Auteur(s) : Constant Lecœur*, Éric Monnet**

Fonctions :
*5, villa Poirier
75015 Paris
**Service de chirurgie
Université d’État du Colorado
College of Veterinary Medicine
Colorado State University
Fort Collins, Colorado 80523

La paralysie laryngée peut nécessiter une oxygénation en urgence. Diagnostiquée par laryngoscopie, elle est corrigée par latéralisation chirurgicale du cartilage aryténoïdien.

La parésie et la paralysie laryngées sont respectivement un défaut partiel et un défaut total d’abduction des cartilages aryténoïdiens et des cordes vocales pendant l’inspiration qui entraînent une obstruction mécanique des voies respiratoires supérieures.

Quelles sont les causes de paralysie laryngée ?

La paralysie laryngée est provoquée par l’interruption de l’innervation motrice du principal muscle abducteur du larynx : le muscle crico-aryténoïdien dorsal. Elle serait due également à un dysfonctionnement primaire ou à une fibrose des muscles laryngés.

• Plusieurs nerfs contribuent à l’innervation des muscles intrinsèques du larynx. Le nerf vague est à l’origine de l’innervation motrice de tous les muscles laryngés intrinsèques par l’intermédiaire des nerfs laryngés crâniaux et caudaux. Le nerf laryngé crânial assure l’innervation du muscle crico-thyroïdien. Le nerf laryngé caudal est une ramification thoracique du nerf vague qui se poursuit crânialement par le nerf laryngé récurrent. Ce dernier assure l’innervation motrice des muscles abducteurs et adducteurs du larynx à l’exception du muscle crico-thyroïdien (voir la FIGURE “Anatomie du larynx, vue latérale”).

• Le muscle crico-aryténoïdien dorsal, responsable de l’abduction des cartilages aryténoïdiens et des cordes vocales, est le principal muscle laryngé qui permet la dilatation du larynx lors de l’inspiration. Son atrophie provoque l’affaissement du cartilage aryténoïdien dans la lumière du larynx et le rapprochement des cordes vocales, ce qui a pour effet d’entraîner une vibration à l’inspiration, surtout en cours d’effort, et une insuffisance respiratoire.

Quelles sont les races prédisposées à cette affection ?

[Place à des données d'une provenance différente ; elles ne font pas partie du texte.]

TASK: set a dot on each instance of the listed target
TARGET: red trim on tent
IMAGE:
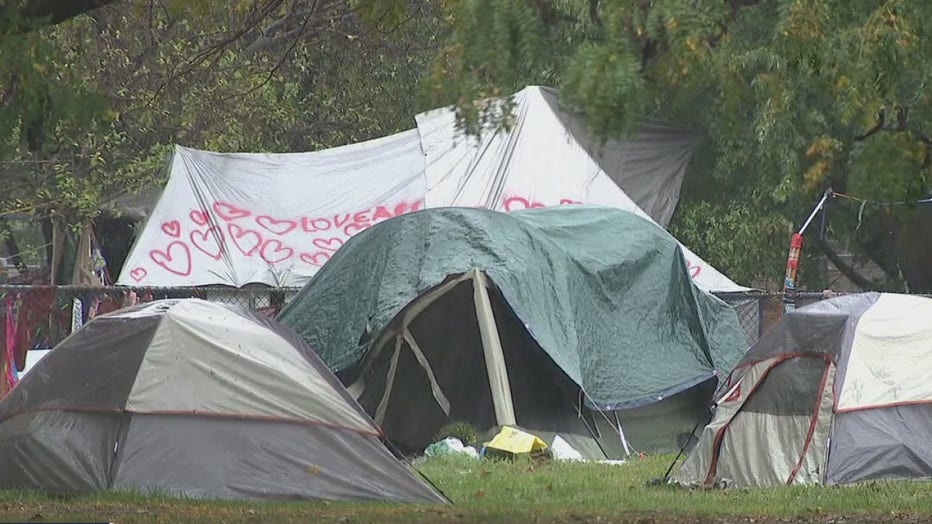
(720, 434)
(812, 424)
(881, 406)
(258, 418)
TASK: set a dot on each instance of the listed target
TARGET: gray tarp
(867, 416)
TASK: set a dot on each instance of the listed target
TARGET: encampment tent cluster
(235, 219)
(444, 284)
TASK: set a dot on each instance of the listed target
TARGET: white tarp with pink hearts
(243, 218)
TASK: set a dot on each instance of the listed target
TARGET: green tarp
(605, 293)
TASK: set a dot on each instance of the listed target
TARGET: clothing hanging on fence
(9, 367)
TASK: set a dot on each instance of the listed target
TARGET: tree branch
(881, 120)
(849, 272)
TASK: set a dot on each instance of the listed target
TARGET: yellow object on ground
(515, 441)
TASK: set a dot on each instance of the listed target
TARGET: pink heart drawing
(229, 211)
(273, 251)
(172, 228)
(329, 244)
(354, 228)
(175, 259)
(246, 240)
(198, 217)
(138, 273)
(317, 259)
(209, 242)
(279, 227)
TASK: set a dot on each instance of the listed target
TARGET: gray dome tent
(196, 399)
(577, 321)
(838, 392)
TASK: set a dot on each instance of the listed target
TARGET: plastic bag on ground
(450, 446)
(563, 451)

Les études américaines rapportent une prédisposition chez les races de grand format ; le labrador, le golden retriever, le setter anglais, le rottweiler, le siberian husky et le saint-Bernard semblent prédisposés [1, 5, 8]. Une étude néo-zélandaise cite également le labrador et le rottweiler parmi les races prédisposées [1]. Les Hollandais et les Britanniques décrivent respectivement cette affection chez le bouvier des Flandres et le bulldog anglais [12].

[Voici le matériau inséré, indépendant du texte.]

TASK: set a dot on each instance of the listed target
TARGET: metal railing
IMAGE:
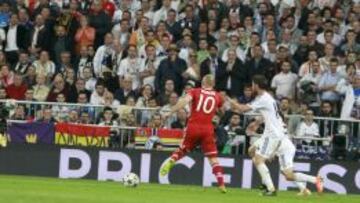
(60, 111)
(328, 126)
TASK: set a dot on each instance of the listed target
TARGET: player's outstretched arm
(183, 101)
(241, 107)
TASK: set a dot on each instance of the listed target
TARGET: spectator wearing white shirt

Quels sont les deux types de paralysie laryngée ?

La paralysie laryngée est congénitale ou acquise. La forme congénitale est décrite chez le bouvier des Flandres et le siberian husky. Cependant, la forme acquise représente plus de 80 % des cas [8].

Un traumatisme accidentel ou chirurgical au niveau cervical ou en partie crâniale du thorax peut entraîner une lésion du nerf vague et du nerf laryngé récurrent. Une masse cervicale ou intrathoracique peut léser ou comprimer les nerfs qui innervent le larynx [8]. Les processus néoplasiques primaires ou métastatiques qui affectent le larynx ou les nerfs qui innervent celui-ci peuvent avoir pour conséquence une paralysie laryngée.

Certaines polyneuropathies telles que la myasthenia gravis ou des polymyopathies ont été décrites comme des causes de paralysie laryngée. L’intervention d’un hypothyroïdisme dans les neuropathies du nerf laryngé récurrent a été évoquée [6].

La forme la plus commune de parésie ou de paralysie laryngée acquise est cependant idiopathique. Elle est rencontrée le plus souvent chez le chien de grand format à l’âge adulte (en particulier chez le labrador retriever et le golden retriever, le setter anglais, le rottweiler et le saint-bernard) [8].

Comment diagnostiquer une paralysie laryngée ?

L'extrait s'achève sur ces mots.